Ainda há poucos estudos que demonstram benefícios para a performance esportiva, mas por apresentar um perfil alimentar mais alto em carboidratos, pode ser vantajosa para modalidades que se beneficiam de um estoque de energia. 

Também apresenta benefícios pensando no perfil de antioxidantes e fitonutrientes. No entanto, mais atenção deve ser dedicada para o consumo de certos nutrientes, como ácidos graxos ômega 3, ferro, zinco, cálcio, vitamina D e vitamina B12. 

  • Produtos Funcionais 

Diferentes alimentos têm sido desenvolvidos pensando nas demandas alimentares do meio esportivo, como “barrinhas” com quantidade reduzida de açúcares, biscoito de arroz com adição de batata-doce, bebida de chocolate sem lactose e fortificada com leucina. 

A criação de alternativas como as citadas pode ser interessante para a redução do risco de desordens gastrointestinais e maior efetividade nos treinamentos.

  • Personalizada / Genética

Recentemente, conceitos como nutrigenômica e nutrigenética ganharam espaço no meio esportivo. Nesse contexto, nutrientes que podem impactar na expressão genética e os seus mecanismos são estudados. 

Leucina, por exemplo, é um aminoácido que impacta na atividade de diversas quinases e na sinalização da mTOR, funções associadas com a síntese proteica, desenvolvimento muscular e performance esportiva. 

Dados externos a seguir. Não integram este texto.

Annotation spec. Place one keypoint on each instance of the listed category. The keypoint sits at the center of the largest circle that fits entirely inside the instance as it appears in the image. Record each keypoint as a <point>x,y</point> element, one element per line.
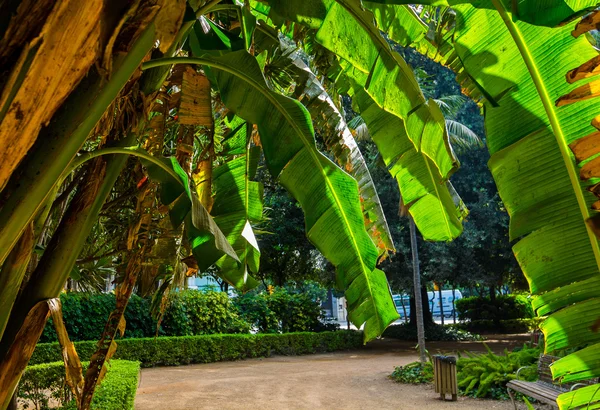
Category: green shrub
<point>190,312</point>
<point>44,381</point>
<point>282,311</point>
<point>413,373</point>
<point>505,307</point>
<point>85,315</point>
<point>502,326</point>
<point>177,350</point>
<point>434,332</point>
<point>486,375</point>
<point>194,312</point>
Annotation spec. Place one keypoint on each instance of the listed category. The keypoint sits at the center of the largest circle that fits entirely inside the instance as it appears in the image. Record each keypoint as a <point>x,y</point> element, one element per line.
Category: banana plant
<point>328,196</point>
<point>331,124</point>
<point>349,31</point>
<point>238,205</point>
<point>504,49</point>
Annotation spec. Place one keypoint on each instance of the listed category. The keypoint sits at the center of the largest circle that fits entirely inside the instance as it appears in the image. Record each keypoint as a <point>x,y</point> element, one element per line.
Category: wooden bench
<point>544,389</point>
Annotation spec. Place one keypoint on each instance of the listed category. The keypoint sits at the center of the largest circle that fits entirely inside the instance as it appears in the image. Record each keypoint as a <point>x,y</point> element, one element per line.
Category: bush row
<point>433,332</point>
<point>501,326</point>
<point>191,312</point>
<point>504,307</point>
<point>170,351</point>
<point>46,381</point>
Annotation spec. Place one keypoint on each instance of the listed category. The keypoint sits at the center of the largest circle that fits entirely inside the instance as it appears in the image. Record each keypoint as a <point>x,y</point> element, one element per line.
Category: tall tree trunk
<point>441,303</point>
<point>418,296</point>
<point>453,304</point>
<point>426,306</point>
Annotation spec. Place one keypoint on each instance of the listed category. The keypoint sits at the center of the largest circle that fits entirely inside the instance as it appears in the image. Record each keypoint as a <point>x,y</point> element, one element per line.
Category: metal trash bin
<point>444,370</point>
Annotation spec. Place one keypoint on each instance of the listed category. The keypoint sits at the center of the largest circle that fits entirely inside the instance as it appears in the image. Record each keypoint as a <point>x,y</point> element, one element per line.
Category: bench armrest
<point>577,386</point>
<point>518,371</point>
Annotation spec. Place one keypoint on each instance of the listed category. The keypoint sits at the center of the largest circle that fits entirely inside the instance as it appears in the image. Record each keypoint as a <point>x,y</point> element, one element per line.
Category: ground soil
<point>342,380</point>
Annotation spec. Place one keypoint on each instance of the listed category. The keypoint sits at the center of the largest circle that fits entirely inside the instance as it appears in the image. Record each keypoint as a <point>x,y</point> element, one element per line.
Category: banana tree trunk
<point>14,361</point>
<point>417,286</point>
<point>441,304</point>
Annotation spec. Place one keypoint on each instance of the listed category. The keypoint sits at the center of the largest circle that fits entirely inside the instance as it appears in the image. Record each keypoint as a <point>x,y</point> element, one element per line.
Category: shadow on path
<point>341,380</point>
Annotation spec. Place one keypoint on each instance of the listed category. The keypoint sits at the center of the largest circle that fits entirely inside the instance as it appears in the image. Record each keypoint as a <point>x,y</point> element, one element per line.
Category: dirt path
<point>342,380</point>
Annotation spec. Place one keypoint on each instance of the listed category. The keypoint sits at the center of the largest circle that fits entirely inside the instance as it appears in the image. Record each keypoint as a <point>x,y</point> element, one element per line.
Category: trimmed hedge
<point>116,392</point>
<point>192,312</point>
<point>502,326</point>
<point>177,350</point>
<point>505,307</point>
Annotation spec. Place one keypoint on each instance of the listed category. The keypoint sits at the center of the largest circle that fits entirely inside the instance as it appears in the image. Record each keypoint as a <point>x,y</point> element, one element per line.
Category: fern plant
<point>486,375</point>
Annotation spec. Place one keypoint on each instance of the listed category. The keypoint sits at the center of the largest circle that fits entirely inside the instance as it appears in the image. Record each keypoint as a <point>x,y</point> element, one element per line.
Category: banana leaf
<point>348,30</point>
<point>184,205</point>
<point>328,195</point>
<point>339,141</point>
<point>537,177</point>
<point>421,186</point>
<point>238,203</point>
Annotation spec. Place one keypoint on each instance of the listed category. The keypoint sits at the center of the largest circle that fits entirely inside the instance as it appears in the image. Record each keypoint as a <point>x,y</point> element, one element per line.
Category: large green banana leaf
<point>432,39</point>
<point>349,31</point>
<point>238,203</point>
<point>539,12</point>
<point>184,205</point>
<point>523,67</point>
<point>421,186</point>
<point>328,195</point>
<point>339,141</point>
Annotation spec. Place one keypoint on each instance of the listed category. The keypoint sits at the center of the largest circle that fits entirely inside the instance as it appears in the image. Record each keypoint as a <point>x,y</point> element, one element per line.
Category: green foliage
<point>502,326</point>
<point>413,373</point>
<point>505,307</point>
<point>282,311</point>
<point>190,312</point>
<point>46,381</point>
<point>193,312</point>
<point>85,315</point>
<point>433,332</point>
<point>173,351</point>
<point>486,375</point>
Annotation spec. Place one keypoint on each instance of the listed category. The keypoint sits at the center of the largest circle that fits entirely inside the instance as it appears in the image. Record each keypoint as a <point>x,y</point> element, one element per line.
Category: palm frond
<point>462,137</point>
<point>450,104</point>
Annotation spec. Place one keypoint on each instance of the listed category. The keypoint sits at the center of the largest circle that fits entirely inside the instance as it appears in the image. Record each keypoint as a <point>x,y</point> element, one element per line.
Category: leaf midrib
<point>552,117</point>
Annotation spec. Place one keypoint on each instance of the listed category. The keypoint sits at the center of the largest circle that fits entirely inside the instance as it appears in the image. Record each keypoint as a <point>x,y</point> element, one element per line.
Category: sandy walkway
<point>342,380</point>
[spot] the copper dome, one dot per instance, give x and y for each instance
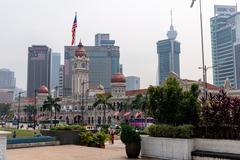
(43, 89)
(118, 78)
(80, 51)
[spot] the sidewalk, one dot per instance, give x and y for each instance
(70, 152)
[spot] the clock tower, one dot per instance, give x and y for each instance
(80, 74)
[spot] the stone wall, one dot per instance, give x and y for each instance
(182, 149)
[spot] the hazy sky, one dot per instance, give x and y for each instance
(136, 25)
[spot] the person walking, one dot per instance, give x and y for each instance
(14, 134)
(112, 136)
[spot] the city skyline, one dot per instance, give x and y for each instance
(135, 25)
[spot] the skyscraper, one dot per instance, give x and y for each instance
(168, 51)
(7, 86)
(132, 83)
(225, 33)
(55, 64)
(104, 61)
(7, 79)
(60, 83)
(39, 68)
(103, 39)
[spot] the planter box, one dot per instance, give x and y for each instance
(166, 148)
(217, 145)
(65, 137)
(181, 149)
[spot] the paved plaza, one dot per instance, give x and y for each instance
(69, 152)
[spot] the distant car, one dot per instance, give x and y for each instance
(90, 128)
(2, 123)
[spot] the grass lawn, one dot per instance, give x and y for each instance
(20, 132)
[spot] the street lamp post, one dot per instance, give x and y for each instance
(19, 101)
(35, 110)
(202, 46)
(83, 100)
(205, 70)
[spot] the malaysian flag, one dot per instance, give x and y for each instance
(74, 29)
(37, 56)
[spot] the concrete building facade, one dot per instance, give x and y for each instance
(132, 83)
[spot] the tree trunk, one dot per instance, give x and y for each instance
(104, 115)
(51, 118)
(55, 118)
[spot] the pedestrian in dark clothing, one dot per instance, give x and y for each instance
(14, 134)
(112, 136)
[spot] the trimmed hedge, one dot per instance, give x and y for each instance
(164, 130)
(31, 140)
(69, 128)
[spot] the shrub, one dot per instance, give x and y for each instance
(86, 138)
(104, 128)
(129, 135)
(100, 138)
(163, 130)
(69, 127)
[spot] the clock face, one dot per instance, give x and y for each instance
(83, 65)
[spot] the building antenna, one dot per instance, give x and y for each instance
(76, 30)
(236, 4)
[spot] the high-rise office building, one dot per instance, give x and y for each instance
(55, 64)
(39, 68)
(225, 33)
(103, 39)
(7, 79)
(60, 83)
(104, 61)
(7, 86)
(132, 83)
(168, 51)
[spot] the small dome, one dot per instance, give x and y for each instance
(43, 89)
(118, 78)
(80, 51)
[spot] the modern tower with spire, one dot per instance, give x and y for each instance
(168, 51)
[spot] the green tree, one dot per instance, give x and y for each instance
(30, 111)
(50, 104)
(141, 102)
(104, 101)
(4, 108)
(169, 104)
(190, 108)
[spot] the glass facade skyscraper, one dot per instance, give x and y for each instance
(225, 32)
(7, 79)
(168, 51)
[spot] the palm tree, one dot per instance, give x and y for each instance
(51, 103)
(103, 100)
(141, 102)
(30, 110)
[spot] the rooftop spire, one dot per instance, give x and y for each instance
(172, 34)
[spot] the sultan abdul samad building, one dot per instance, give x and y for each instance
(79, 108)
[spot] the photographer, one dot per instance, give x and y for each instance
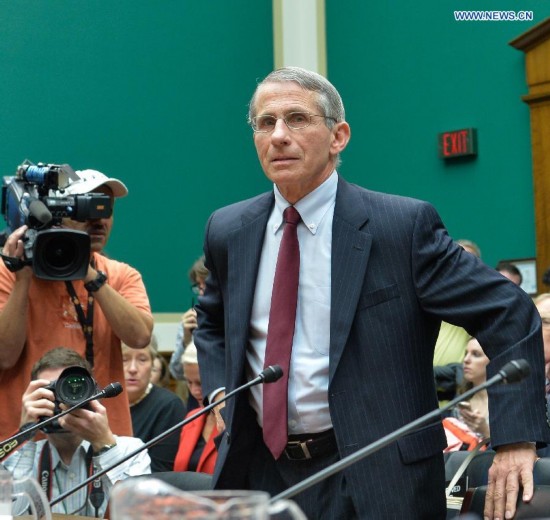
(93, 315)
(79, 446)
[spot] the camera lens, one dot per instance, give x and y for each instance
(74, 385)
(61, 254)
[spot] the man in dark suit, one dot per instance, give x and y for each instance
(377, 275)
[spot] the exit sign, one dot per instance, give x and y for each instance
(458, 143)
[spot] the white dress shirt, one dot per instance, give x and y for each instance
(25, 463)
(308, 410)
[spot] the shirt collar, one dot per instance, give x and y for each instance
(56, 459)
(312, 207)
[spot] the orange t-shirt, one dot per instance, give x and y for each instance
(53, 322)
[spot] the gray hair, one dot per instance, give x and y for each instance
(329, 101)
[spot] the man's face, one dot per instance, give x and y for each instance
(98, 229)
(138, 365)
(297, 161)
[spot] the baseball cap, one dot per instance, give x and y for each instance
(92, 179)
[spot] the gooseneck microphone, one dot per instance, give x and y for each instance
(511, 372)
(11, 444)
(270, 374)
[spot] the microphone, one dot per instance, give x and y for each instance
(271, 374)
(513, 372)
(111, 390)
(9, 445)
(268, 375)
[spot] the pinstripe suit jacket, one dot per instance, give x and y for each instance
(395, 275)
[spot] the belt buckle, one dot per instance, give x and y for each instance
(302, 445)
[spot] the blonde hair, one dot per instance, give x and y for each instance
(190, 354)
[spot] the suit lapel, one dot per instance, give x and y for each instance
(244, 251)
(350, 252)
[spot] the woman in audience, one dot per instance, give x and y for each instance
(153, 409)
(470, 421)
(159, 373)
(197, 451)
(475, 411)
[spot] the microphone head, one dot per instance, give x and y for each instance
(271, 374)
(515, 371)
(112, 390)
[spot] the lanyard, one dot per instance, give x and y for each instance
(94, 491)
(86, 320)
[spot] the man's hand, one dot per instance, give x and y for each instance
(14, 248)
(37, 401)
(189, 322)
(92, 425)
(512, 469)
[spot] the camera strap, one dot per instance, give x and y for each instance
(94, 492)
(86, 320)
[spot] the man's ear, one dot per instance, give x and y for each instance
(341, 134)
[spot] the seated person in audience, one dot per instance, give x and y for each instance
(197, 276)
(510, 271)
(153, 409)
(542, 302)
(197, 451)
(450, 347)
(473, 413)
(76, 446)
(159, 373)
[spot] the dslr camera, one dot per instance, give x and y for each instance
(74, 385)
(35, 196)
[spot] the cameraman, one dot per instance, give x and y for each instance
(92, 315)
(79, 446)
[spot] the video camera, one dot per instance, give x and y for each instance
(74, 385)
(34, 196)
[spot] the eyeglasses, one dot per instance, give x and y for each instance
(295, 121)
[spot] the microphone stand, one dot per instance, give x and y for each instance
(269, 375)
(394, 436)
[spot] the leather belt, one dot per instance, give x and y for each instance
(310, 446)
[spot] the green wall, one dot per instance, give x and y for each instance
(155, 93)
(152, 92)
(408, 71)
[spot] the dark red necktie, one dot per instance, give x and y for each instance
(280, 333)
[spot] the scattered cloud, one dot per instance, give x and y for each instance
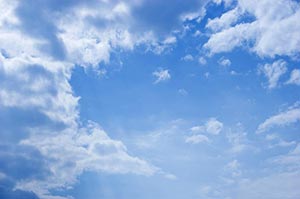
(269, 34)
(182, 92)
(273, 72)
(196, 139)
(161, 75)
(188, 57)
(202, 60)
(284, 118)
(224, 62)
(295, 77)
(276, 186)
(211, 126)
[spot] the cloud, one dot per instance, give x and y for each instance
(284, 118)
(41, 43)
(234, 168)
(237, 137)
(224, 62)
(295, 77)
(273, 72)
(188, 57)
(196, 139)
(213, 126)
(202, 60)
(268, 34)
(161, 75)
(292, 159)
(275, 186)
(183, 92)
(72, 151)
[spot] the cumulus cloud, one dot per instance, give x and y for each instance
(202, 60)
(188, 57)
(196, 139)
(270, 33)
(224, 62)
(276, 186)
(161, 75)
(72, 151)
(40, 44)
(273, 72)
(211, 126)
(284, 118)
(237, 137)
(295, 77)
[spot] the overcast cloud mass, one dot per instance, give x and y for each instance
(148, 99)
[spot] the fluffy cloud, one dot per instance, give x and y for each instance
(224, 62)
(295, 77)
(271, 33)
(72, 151)
(283, 185)
(211, 126)
(285, 118)
(188, 57)
(196, 139)
(161, 75)
(41, 42)
(273, 72)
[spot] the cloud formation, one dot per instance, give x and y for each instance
(268, 34)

A particularidade genética de cada um também tem sido considerada para a escolha da dieta adequada. Polimorfismos nos genes LAT1 e LAT2 podem impactar na taxa de absorção de aminoácidos BCAA, como a leucina. 

Conclusão 

De acordo com os estudos avaliados, diversas dietas são seguidas no meio esportivo. Há destaque para uma alimentação sem glúten, baixa em FODMAPs e baseada no consumo de plantas.

Ressalta-se que sempre o ideal é o consumo alimentar adequado individualmente, considerando o nível de treinamento, objetivos e fatores pessoais. 

Ter atenção para o consumo alimentar desse público é essencial, principalmente para produtos e serviços focados na genética, pois é uma temática que ainda necessita de muitos estudos diante da complexidade apresentada.